Whenever you receive a TextChanged event, iterate through the Changes collection and construct a TextRange from the Offset, AddedLength, and RemovedLength. Then expand this TextRange as appropriate for recalculating formatting, then do the formatting calculation and update as a separate step (in a Dispatcher.BeginInvoke callback) so you don't end up having recursive TextChanged events.
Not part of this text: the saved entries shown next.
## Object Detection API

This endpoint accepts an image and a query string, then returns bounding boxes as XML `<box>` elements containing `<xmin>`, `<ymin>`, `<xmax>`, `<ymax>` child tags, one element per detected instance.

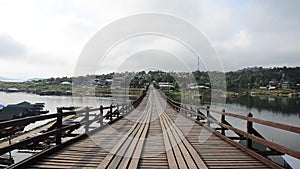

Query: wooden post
<box><xmin>85</xmin><ymin>110</ymin><xmax>89</xmax><ymax>133</ymax></box>
<box><xmin>124</xmin><ymin>104</ymin><xmax>127</xmax><ymax>114</ymax></box>
<box><xmin>110</xmin><ymin>104</ymin><xmax>113</xmax><ymax>121</ymax></box>
<box><xmin>206</xmin><ymin>106</ymin><xmax>210</xmax><ymax>127</ymax></box>
<box><xmin>120</xmin><ymin>105</ymin><xmax>124</xmax><ymax>114</ymax></box>
<box><xmin>247</xmin><ymin>112</ymin><xmax>253</xmax><ymax>149</ymax></box>
<box><xmin>56</xmin><ymin>108</ymin><xmax>62</xmax><ymax>145</ymax></box>
<box><xmin>116</xmin><ymin>104</ymin><xmax>119</xmax><ymax>117</ymax></box>
<box><xmin>221</xmin><ymin>109</ymin><xmax>226</xmax><ymax>135</ymax></box>
<box><xmin>99</xmin><ymin>105</ymin><xmax>103</xmax><ymax>126</ymax></box>
<box><xmin>8</xmin><ymin>136</ymin><xmax>11</xmax><ymax>158</ymax></box>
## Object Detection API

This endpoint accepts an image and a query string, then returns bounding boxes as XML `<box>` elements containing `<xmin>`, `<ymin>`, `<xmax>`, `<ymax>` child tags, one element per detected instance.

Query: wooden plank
<box><xmin>165</xmin><ymin>101</ymin><xmax>279</xmax><ymax>169</ymax></box>
<box><xmin>128</xmin><ymin>111</ymin><xmax>151</xmax><ymax>168</ymax></box>
<box><xmin>119</xmin><ymin>109</ymin><xmax>150</xmax><ymax>168</ymax></box>
<box><xmin>161</xmin><ymin>113</ymin><xmax>187</xmax><ymax>169</ymax></box>
<box><xmin>162</xmin><ymin>112</ymin><xmax>208</xmax><ymax>169</ymax></box>
<box><xmin>97</xmin><ymin>111</ymin><xmax>147</xmax><ymax>168</ymax></box>
<box><xmin>98</xmin><ymin>97</ymin><xmax>152</xmax><ymax>169</ymax></box>
<box><xmin>138</xmin><ymin>102</ymin><xmax>169</xmax><ymax>168</ymax></box>
<box><xmin>19</xmin><ymin>87</ymin><xmax>283</xmax><ymax>169</ymax></box>
<box><xmin>161</xmin><ymin>112</ymin><xmax>196</xmax><ymax>169</ymax></box>
<box><xmin>159</xmin><ymin>111</ymin><xmax>178</xmax><ymax>169</ymax></box>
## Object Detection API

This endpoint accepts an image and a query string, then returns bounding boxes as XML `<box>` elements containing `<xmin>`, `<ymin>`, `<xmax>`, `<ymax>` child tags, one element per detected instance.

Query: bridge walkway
<box><xmin>26</xmin><ymin>87</ymin><xmax>277</xmax><ymax>169</ymax></box>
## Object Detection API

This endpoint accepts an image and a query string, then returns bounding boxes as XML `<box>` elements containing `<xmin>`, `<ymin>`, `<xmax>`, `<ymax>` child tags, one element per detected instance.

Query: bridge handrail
<box><xmin>165</xmin><ymin>95</ymin><xmax>300</xmax><ymax>134</ymax></box>
<box><xmin>0</xmin><ymin>105</ymin><xmax>116</xmax><ymax>131</ymax></box>
<box><xmin>0</xmin><ymin>123</ymin><xmax>80</xmax><ymax>155</ymax></box>
<box><xmin>164</xmin><ymin>95</ymin><xmax>300</xmax><ymax>160</ymax></box>
<box><xmin>0</xmin><ymin>88</ymin><xmax>148</xmax><ymax>157</ymax></box>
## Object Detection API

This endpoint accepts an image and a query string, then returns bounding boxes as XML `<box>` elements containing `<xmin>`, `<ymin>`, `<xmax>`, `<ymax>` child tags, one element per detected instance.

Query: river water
<box><xmin>0</xmin><ymin>91</ymin><xmax>115</xmax><ymax>166</ymax></box>
<box><xmin>222</xmin><ymin>95</ymin><xmax>300</xmax><ymax>152</ymax></box>
<box><xmin>206</xmin><ymin>95</ymin><xmax>300</xmax><ymax>167</ymax></box>
<box><xmin>0</xmin><ymin>92</ymin><xmax>299</xmax><ymax>166</ymax></box>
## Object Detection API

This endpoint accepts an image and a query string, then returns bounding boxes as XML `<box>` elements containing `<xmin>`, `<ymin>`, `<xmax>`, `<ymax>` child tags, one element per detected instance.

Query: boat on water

richTextBox.TextChanged += (obj, e)
{
var document = richTextBox.Document;
var length = document.ContentStart.GetOffsetToPosition(document.ContentEnd);
int totalAdd = 0;
int totalRemove = 0;
foreach(var change in e.Changes)
{
var expandBy = Math.Max(totalAdd,totalRemove);
var startIndex = change.Offset - expandBy;
var endIndex = changed.Offset + expandBy + Math.Max(totalAdd, totalRemove);
startIndex = Math.Max(startIndex, 0);
endIndex = Math.Min(endIndex, length);
var startPointer = document.ContentStart.GetPositionAtOffset(startIndex);
var endPointer = startPointer.GetPositionAtOffset(endIndex - startIndex);
var range = new TextRange(startPointer, endPointer);
Dispatcher.BeginInvoke(DispatcherPriority.Normal, new Action(() =>
{
DoParsingAndFormatting(ExpandRangeToUnitOfParsing(range));
});
totalAdd += change.AddedLength;
totalRemove += change.RemovedLength;
}
};
If you want to find the paragraph where a change begins or ends, you can use range.Start.Paragraph
and range.End.Paragraph
.
Also, for many situations it will be helpful to store a copy of all the text in the document separately from the FlowDocument itself. Then as you apply changes to that document you can update the formatting as you go without having to reread the document. Note that the text should not be stored in a single large array, but rather snipped into small pieces (perhaps around 1000 characters) and accessed through a tree that organizes the pieces by index. The reason is that inserting a character at the beginning of a huge array is very expensive.